Le contact de sa peau m'électrisait, m'était devenu vital en une nuit. M'en détacher me paraissait impossible.

Mais très vite, Booth se dégagea.

- Non, arrêtes. On ne peut pas faire ça, pas sans avoir parler, me dit-il alors que je tentais de m'accrocher à lui.

- Il sera temps de parler demain, lâchai-je, l'attirant à moi.

Je l'embrassais à nouveau avec toute la fougue qui me brûlait. Je le plaquais contre le mur derrière lui. Mes mains tentaient de lui retirer sa veste. J'avais besoin de lui, de sa bouche, de sa peau, de son souffle. Pendant un instant je sentis qu'il était prêt à céder lui aussi, mais il se reprit à nouveau.

- Non, pas ici, pas maintenant.

Ses mains posées de chaque côtés de mon visage, il me repoussa doucement.

- Pas comme ça. Je ne veux pas que ça se passe comme ça, tu comprends. C'est tellement plus que ça.

Mon cerveau reprit alors le dessus. Mais qu'est ce qui m'arrive ?! Encadrant toujours mon visage, je posais mes mains sur les siennes.

- Tu as raison. Il faut que l'on parle. Au plus vite, pensai-je. Je ne tiendrai pas longtemps comme ça.

- Il faut qu'on parle de tout ça au calme, sinon ça va nous rendre fous.

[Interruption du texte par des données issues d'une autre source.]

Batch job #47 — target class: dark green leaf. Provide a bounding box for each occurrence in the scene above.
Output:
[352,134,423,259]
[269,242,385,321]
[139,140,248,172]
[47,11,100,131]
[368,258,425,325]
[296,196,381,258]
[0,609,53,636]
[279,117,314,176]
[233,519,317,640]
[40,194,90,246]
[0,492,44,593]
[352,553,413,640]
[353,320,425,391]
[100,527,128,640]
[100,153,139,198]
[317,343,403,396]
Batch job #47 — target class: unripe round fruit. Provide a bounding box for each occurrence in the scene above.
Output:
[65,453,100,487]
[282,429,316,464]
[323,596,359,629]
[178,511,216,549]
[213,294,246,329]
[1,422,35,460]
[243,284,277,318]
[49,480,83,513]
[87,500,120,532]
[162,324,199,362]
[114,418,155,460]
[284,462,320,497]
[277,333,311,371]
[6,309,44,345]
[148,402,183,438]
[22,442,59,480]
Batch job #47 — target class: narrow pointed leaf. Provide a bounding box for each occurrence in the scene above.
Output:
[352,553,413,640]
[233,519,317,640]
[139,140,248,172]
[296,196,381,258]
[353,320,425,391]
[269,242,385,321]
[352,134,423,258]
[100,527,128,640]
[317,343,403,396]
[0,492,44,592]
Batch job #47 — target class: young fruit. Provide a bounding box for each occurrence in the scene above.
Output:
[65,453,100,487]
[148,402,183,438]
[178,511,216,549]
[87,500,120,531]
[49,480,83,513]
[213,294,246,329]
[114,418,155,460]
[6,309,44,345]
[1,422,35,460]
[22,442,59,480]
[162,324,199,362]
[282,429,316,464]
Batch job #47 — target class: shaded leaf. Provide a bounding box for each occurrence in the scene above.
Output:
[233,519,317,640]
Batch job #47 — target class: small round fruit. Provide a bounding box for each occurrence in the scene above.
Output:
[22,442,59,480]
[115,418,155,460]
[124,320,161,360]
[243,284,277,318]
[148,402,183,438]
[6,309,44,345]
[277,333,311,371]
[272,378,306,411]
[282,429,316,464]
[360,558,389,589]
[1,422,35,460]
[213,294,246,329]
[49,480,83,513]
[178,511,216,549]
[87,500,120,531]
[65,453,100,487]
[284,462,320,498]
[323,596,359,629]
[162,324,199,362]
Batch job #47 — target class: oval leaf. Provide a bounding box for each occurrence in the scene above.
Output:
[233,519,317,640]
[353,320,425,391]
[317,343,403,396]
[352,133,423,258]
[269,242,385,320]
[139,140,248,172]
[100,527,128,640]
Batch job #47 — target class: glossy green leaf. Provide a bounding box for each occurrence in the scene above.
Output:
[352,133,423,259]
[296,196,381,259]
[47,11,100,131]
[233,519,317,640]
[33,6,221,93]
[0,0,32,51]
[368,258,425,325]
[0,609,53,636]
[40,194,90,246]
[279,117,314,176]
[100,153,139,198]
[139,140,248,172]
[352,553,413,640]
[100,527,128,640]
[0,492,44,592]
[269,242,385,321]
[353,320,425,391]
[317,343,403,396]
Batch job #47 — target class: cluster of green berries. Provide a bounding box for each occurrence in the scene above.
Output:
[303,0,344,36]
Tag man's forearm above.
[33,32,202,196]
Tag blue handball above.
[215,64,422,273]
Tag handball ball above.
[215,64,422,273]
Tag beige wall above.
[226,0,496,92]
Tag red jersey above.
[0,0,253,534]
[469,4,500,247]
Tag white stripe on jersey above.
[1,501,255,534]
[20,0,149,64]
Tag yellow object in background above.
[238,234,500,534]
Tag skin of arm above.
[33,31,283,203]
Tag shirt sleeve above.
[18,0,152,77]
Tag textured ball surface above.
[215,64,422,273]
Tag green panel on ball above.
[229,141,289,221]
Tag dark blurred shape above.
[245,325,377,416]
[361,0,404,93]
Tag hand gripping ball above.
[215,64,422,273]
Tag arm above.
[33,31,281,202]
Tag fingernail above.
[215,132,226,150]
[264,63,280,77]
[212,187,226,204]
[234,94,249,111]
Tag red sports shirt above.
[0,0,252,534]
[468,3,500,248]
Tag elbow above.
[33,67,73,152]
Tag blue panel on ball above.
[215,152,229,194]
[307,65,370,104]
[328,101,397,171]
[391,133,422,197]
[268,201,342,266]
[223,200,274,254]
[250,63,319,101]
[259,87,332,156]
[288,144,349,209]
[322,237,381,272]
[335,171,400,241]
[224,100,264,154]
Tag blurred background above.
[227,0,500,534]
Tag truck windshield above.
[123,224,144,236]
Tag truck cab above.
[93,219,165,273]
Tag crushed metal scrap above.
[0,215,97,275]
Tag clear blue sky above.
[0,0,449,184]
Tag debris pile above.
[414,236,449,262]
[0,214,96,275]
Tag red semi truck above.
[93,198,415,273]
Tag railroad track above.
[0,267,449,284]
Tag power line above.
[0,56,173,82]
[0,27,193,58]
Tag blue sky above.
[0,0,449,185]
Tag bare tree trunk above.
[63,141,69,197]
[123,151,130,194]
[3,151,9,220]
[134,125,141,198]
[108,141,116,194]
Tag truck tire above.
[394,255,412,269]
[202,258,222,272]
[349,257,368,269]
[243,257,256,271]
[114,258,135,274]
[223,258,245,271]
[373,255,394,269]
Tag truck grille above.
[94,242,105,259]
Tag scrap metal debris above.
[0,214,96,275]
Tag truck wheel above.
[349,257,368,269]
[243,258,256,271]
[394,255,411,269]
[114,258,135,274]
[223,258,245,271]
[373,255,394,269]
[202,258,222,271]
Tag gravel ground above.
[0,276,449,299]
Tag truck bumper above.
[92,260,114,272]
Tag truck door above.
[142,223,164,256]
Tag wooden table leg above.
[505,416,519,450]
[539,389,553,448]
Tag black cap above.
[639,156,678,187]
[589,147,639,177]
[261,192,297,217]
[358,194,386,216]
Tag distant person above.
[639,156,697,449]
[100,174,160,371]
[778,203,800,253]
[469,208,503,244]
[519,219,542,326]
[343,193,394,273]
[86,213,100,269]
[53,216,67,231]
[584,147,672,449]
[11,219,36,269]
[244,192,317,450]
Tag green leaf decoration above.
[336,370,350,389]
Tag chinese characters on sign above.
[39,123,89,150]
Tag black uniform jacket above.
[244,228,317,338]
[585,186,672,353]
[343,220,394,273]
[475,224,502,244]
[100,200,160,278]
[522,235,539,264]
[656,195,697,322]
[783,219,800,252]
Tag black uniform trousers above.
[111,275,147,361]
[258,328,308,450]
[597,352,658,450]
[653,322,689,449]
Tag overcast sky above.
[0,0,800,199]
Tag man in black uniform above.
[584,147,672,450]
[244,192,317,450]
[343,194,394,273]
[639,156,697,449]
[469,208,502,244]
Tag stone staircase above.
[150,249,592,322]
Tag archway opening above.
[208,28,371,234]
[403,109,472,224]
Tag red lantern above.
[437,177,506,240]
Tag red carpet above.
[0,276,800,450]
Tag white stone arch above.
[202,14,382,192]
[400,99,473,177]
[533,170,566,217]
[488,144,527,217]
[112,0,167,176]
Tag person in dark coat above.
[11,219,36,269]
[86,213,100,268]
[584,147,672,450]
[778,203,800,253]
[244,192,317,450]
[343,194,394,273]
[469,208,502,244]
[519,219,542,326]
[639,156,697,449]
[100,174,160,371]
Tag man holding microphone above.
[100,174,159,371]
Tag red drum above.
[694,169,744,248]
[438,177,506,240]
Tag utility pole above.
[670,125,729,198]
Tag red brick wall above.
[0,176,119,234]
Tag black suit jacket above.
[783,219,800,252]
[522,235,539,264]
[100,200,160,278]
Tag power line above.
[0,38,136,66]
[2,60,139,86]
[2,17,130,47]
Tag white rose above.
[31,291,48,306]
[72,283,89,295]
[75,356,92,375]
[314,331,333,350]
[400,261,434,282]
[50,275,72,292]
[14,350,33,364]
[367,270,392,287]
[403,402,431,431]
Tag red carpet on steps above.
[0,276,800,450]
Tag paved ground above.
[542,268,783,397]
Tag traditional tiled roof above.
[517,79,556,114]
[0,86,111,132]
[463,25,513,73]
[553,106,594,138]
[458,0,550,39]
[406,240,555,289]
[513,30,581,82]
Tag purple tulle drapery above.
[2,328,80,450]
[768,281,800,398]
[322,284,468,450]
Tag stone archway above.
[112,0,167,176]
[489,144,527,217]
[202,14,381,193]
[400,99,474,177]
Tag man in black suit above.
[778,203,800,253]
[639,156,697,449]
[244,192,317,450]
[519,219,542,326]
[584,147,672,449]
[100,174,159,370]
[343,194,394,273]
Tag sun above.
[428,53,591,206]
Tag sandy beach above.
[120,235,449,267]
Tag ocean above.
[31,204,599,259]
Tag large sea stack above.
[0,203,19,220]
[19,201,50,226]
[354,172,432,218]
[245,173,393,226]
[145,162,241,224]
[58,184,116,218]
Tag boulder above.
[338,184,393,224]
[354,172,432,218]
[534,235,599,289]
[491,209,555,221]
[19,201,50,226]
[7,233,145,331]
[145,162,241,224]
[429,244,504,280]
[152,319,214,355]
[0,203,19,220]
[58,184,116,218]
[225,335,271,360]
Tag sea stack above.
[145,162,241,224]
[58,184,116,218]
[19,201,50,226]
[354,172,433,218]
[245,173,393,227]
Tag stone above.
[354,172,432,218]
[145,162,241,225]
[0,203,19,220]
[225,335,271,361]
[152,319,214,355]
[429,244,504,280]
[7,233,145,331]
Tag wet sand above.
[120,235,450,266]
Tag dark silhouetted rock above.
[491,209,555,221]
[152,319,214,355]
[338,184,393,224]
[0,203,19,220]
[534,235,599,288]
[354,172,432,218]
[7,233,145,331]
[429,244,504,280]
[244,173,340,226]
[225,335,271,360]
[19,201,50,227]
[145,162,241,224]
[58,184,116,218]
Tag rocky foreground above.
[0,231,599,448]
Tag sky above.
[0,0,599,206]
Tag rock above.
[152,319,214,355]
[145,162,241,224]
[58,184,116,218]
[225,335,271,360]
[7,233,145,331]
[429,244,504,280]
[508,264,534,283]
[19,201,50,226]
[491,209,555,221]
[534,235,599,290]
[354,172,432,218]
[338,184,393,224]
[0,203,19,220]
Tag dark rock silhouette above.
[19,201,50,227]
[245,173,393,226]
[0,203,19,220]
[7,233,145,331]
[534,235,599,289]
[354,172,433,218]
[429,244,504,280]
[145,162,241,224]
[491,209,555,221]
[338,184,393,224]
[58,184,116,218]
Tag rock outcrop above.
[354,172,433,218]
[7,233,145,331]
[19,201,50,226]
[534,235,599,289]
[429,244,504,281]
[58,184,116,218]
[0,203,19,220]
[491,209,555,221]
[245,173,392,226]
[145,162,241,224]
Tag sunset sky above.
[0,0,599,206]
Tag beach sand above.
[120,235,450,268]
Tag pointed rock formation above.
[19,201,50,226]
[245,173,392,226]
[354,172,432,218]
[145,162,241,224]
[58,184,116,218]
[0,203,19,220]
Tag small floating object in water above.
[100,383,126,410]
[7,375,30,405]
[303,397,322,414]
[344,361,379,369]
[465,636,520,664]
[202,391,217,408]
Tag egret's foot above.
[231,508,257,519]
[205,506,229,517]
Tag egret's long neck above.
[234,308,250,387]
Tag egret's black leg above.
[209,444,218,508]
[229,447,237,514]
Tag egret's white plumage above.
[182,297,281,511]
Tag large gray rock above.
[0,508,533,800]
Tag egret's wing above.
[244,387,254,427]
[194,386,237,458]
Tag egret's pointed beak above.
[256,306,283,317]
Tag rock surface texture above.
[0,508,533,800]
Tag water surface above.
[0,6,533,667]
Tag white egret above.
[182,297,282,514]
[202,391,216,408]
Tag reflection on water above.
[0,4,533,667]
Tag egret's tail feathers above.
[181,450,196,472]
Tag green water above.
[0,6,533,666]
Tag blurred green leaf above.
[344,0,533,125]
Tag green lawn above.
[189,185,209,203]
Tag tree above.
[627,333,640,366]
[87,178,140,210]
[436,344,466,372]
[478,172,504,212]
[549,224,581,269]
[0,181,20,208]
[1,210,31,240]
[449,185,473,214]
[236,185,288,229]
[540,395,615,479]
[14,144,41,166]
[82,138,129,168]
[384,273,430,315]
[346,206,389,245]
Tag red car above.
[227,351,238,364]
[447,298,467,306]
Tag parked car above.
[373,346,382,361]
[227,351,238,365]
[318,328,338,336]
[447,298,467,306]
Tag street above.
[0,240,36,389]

Il posa son front sur le mien. Je me retirais de son étreinte, presque déçue. Il dut le ressentir, encore une fois.

- Hé ! Ne crois pas que je n'en ai pas envie. J'en ai envie, au moins autant que toi. Si ce n'est plus.

Il sourit et me prit dans ses bras. Une étreinte sage mais pleine de promesses.

Dehors, la pluie commençait déjà à se calmer et ne tombait plus que par intermittence.

- On va pouvoir y aller, me souffla-t-il.

J'acquiesçais. Après encore quelques minutes passées l'un contre l'autre, nous regagnâmes nos véhicules.